Some college students in Maine are stepping outside their classrooms and back into the woods. Following the footsteps of the forest workers before them, they’re among a new wave of loggers, who are trading in axes for high tech machines. Source: CBS News
In East Millinocket, Maine, industry leaders hope these graduates can return the logging industry to its glory days.
“We are in beautiful downtown TA-R7,” says Donald Burr, the head coordinator of the Mechanized Logging Operators Programs.
TA-R7 is what the professionals call this plot of forest, in the middle of Maine, where the deep woods serve as a classroom for the state’s next generation of loggers.
“We are giving them, as students, the very foundation of what it takes to be logger,” Burr said.
Ben Tuttle is a student in the new mechanized logging program through Northern Maine Community College.
His dad is a logger – and he fell in love with the trade as a kid. “The cool equipment and how big it was and just being in the woods.”
The logging business today is a far cry from the lumberjacks of yesteryear, and it’s at a critical turning point.
In the digital age, demand for paper has dropped dramatically and Senator Angus King says Maine’s forest industry has taken a major hit.

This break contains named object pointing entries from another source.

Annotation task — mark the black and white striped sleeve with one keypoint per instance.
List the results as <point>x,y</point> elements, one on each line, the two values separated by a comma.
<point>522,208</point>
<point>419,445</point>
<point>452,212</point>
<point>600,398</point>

To keep it alive, he’s counting on a process called cross laminated timber.
Logging is now done with high-tech machinery and GPS systems, which require extra training.
“There’s a lot of acres, millions of acres, in wood – and that’s a lot of money, waiting for that next product,” says Burr.
While it’s not what it used to be, logging is still a multi-billion dollar industry in Maine with a shortage of workers.
And students here are hoping to put down roots.
Without this 12-week program, training usually takes a year and will cost companies about $100,000 to train each future logger.